Any hack or attack can cause serious reputational damage to hotel brands, which can take a long time to heal. The problem, as Andrew Pickthorn, managing principal at Integro Insurance Brokers UK, says, is that time is a luxury most don’t have in a competitive market.
Protect and repair
“Hotel brands need to be able to repair their reputations instantly,” Pickthorn says. “They can help do this by using experts that provide a robust insurance policy, which helps to implement security strategies, identify threats and vulnerabilities, and provide support after an incident. It should include cover for the cost of identifying the cause of a breach and how to avoid its repetition, and pay for the expense of notifying guests of the breach and subsequent monitoring costs. That’s why your insurance needs to cover a multitude of different problems you’re facing: reputational and financial damage, and the cost of getting back up and running as quickly as possible.”
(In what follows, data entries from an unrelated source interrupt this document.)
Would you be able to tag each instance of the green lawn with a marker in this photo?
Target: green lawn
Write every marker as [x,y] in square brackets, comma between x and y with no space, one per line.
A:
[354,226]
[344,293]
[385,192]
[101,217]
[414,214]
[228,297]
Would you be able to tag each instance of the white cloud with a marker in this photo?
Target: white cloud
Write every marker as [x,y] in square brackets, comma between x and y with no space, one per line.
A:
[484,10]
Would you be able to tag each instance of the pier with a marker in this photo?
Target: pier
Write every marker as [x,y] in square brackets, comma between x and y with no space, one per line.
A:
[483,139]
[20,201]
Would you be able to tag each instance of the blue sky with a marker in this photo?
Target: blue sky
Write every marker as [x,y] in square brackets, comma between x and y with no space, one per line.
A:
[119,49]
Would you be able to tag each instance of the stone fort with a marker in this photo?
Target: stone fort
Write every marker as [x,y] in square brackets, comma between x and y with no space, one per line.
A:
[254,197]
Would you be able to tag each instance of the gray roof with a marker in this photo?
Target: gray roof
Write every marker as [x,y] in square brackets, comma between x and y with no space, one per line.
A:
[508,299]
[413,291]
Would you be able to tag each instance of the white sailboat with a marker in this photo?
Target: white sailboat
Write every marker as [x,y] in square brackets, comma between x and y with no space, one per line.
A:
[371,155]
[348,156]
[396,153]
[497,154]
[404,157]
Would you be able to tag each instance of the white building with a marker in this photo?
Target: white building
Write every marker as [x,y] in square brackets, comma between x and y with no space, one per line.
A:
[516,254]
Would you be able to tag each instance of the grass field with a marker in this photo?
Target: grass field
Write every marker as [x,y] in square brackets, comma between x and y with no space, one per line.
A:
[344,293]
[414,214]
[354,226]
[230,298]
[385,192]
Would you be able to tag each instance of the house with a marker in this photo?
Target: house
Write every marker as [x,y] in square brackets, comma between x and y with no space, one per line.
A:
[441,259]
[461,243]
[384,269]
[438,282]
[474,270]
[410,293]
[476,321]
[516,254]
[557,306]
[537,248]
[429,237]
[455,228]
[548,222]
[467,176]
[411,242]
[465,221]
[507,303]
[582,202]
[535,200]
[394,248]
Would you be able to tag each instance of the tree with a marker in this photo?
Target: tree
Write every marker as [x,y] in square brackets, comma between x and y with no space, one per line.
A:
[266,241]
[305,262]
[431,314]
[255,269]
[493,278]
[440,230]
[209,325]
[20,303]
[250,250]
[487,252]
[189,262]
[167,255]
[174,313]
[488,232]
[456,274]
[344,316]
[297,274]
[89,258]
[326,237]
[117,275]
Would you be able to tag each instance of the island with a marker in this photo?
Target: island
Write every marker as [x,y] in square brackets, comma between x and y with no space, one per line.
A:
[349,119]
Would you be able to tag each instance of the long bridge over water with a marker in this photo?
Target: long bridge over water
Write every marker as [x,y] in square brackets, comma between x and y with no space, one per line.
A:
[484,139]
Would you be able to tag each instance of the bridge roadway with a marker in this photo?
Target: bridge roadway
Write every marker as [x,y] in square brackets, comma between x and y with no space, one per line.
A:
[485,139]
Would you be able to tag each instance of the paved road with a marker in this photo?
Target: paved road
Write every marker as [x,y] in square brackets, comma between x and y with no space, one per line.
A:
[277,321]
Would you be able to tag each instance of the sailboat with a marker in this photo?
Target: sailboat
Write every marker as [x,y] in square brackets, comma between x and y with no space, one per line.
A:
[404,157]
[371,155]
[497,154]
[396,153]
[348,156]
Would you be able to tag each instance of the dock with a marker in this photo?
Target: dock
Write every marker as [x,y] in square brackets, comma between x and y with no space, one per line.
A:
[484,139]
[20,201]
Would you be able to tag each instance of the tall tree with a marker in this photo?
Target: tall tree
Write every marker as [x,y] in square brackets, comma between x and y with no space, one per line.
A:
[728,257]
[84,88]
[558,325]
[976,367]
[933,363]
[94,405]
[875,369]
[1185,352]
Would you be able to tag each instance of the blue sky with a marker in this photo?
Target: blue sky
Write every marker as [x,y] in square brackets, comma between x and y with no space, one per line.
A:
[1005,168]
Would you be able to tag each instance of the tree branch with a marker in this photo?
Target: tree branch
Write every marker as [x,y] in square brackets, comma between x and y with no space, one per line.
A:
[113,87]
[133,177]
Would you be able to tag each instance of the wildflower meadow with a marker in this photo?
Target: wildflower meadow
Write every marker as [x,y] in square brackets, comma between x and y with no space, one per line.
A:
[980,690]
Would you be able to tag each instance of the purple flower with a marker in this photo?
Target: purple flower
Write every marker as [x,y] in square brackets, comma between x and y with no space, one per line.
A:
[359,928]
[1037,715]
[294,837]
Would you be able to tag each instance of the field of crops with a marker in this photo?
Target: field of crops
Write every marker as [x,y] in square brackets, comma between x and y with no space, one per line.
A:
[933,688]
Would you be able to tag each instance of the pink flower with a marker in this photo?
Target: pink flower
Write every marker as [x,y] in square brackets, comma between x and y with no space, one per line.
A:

The average time between hack and discovery is six months, so a degree of embarrassment is more or less inevitable, because of the assumption that security breaches have been going on for a long time.
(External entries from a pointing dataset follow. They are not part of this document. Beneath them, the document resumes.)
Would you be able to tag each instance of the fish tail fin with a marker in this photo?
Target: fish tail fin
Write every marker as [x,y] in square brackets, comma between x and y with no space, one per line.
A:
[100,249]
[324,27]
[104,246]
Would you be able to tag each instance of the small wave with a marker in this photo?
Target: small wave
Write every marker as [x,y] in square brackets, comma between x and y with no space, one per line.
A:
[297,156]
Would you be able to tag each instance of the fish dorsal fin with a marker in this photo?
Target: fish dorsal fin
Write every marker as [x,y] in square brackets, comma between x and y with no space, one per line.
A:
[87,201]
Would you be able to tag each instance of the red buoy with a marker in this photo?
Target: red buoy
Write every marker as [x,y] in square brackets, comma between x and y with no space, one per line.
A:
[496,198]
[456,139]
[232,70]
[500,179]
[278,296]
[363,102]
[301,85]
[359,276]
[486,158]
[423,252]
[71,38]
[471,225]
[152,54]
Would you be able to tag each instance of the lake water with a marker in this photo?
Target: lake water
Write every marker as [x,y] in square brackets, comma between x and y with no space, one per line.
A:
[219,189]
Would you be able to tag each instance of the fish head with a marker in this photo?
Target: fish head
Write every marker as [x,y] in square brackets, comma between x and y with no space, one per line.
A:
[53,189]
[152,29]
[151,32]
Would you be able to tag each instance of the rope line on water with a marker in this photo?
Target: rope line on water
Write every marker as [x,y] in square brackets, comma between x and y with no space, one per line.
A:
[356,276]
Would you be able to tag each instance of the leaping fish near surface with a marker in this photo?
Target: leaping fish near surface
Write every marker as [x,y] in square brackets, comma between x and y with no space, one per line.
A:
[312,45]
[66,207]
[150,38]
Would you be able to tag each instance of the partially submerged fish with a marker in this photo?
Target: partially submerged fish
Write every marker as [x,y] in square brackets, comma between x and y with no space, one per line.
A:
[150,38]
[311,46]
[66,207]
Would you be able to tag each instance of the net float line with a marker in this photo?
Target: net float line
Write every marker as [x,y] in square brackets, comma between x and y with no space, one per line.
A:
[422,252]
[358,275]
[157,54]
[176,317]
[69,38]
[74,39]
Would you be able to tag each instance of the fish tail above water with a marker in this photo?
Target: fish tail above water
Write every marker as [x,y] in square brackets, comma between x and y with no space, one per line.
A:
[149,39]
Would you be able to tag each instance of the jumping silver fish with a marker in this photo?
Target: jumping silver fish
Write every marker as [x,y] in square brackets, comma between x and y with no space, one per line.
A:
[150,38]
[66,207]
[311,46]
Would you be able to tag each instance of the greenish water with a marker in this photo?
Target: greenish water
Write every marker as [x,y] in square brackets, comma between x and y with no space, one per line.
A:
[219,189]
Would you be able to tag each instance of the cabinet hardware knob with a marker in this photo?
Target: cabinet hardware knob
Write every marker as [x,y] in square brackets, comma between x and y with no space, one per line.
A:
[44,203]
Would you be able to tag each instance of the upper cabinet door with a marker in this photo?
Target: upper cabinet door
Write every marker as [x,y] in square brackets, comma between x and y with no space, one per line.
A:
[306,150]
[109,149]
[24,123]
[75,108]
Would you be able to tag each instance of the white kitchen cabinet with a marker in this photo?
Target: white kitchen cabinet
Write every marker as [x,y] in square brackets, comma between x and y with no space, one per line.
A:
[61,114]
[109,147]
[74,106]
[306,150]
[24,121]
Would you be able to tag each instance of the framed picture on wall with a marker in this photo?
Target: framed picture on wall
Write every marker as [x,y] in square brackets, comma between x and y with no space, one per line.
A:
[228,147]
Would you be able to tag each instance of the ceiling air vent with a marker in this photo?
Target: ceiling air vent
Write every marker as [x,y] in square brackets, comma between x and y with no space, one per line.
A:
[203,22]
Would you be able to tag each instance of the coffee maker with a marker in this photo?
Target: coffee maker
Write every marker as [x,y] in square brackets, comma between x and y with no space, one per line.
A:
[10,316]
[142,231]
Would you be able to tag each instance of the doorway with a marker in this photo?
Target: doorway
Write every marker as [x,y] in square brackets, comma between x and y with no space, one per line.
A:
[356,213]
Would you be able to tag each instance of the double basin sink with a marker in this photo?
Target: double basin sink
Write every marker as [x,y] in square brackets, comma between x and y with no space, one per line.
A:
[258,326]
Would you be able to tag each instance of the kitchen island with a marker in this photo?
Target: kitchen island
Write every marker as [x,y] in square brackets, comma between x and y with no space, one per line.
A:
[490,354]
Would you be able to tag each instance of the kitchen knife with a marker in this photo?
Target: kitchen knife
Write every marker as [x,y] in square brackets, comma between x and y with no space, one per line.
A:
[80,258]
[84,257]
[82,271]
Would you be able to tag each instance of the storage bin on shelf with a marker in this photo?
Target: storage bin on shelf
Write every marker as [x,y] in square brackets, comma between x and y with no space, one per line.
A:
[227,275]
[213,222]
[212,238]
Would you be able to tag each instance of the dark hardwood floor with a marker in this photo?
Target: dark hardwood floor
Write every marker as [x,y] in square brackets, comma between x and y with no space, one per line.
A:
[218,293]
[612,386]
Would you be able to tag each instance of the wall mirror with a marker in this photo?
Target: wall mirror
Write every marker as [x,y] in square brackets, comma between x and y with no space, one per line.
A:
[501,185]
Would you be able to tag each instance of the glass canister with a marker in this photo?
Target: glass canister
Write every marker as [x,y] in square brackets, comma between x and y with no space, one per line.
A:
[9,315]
“The important thing, whatever happens, is that the response is seen as definitive, resolute, rapid and organised – not a bunch of hand-waving apologies,” Egerton says.
Face the consequences
By this time next year, the General Data Protection Regulation (GDPR) will impose a duty on businesses to notify everybody of their losing, or potentially having lost, credit card details.
“GDPR will be robust,” Pickthorn says. “It’s going to make quite a big difference to the bottom line for everybody because of the expense of compliance. Hotels will need to offer guests prolonged credit monitoring in case of later financial loss as a result of the attack.”
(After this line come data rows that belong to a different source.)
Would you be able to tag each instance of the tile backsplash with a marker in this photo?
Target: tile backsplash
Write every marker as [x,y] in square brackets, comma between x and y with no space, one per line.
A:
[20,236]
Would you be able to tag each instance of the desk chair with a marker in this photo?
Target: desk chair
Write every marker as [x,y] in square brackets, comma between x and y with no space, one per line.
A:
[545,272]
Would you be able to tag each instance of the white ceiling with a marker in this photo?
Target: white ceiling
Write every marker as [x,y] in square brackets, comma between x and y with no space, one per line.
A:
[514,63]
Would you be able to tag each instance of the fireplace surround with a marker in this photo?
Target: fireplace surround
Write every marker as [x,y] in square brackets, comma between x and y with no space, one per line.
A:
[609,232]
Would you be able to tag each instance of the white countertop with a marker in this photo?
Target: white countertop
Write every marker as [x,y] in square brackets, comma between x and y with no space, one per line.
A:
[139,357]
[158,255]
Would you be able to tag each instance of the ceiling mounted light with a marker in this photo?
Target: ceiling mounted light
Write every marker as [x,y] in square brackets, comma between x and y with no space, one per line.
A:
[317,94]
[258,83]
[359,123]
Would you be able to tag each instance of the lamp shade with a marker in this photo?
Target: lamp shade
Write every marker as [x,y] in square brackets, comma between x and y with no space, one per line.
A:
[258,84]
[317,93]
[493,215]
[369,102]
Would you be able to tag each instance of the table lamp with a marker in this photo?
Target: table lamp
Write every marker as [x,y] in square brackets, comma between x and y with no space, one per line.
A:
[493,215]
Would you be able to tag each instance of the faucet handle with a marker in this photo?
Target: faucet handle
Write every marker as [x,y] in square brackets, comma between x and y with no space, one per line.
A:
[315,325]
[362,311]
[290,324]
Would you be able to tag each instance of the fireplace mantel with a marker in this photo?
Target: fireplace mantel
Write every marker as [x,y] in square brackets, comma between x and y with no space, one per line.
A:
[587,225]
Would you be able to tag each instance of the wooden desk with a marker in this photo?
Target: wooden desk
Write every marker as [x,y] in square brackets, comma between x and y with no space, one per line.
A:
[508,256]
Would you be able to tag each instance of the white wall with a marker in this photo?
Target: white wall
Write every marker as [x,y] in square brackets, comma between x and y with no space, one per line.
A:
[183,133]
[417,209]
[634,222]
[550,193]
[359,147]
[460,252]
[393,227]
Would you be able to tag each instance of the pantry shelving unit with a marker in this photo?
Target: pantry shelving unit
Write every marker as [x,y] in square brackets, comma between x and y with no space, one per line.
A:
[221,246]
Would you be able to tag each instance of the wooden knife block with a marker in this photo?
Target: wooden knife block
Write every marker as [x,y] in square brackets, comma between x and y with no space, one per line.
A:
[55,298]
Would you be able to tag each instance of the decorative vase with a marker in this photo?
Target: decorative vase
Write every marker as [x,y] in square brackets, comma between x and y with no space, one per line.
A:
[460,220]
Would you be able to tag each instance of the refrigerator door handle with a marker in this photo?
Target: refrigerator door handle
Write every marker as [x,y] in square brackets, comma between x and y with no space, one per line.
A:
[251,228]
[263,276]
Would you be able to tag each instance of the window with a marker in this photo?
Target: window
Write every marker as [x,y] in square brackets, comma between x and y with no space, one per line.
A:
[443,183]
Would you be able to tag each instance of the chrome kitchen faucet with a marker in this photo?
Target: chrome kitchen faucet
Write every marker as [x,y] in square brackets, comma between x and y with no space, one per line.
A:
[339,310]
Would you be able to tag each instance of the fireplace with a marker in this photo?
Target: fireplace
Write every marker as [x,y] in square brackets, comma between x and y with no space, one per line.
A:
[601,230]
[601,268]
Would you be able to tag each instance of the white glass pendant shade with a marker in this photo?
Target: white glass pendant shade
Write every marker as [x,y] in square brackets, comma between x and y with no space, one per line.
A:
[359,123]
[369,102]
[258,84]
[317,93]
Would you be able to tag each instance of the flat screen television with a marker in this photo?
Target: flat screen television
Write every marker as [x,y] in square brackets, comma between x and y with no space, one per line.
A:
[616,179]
While not an expressed certainty of the GDPR, it is worth it for hotel operators to encrypt all data as a matter of good practice. “The bad guys only need to get lucky once, but good guys have to be lucky all the time,” Egerton says.
“You need to demonstrate you are taking sensible measures to mitigate your risks. The GDPR doesn’t say there will never be breaches, because it can’t; it says if there is a breach, you have to face the consequences. It doesn’t take a big overhead to put data on an encrypted drive when it’s at rest. You should do that as a matter of course.”
Safety firstHotels can go a long way in safeguarding their guests and personnel’s data by following good cyberhygiene principles. However, when breaches do occur, it is vital to have an insurance policy in place to help with the costs of notifying those affected, as well as guidance on rebuilding the brand in the wake of the attack.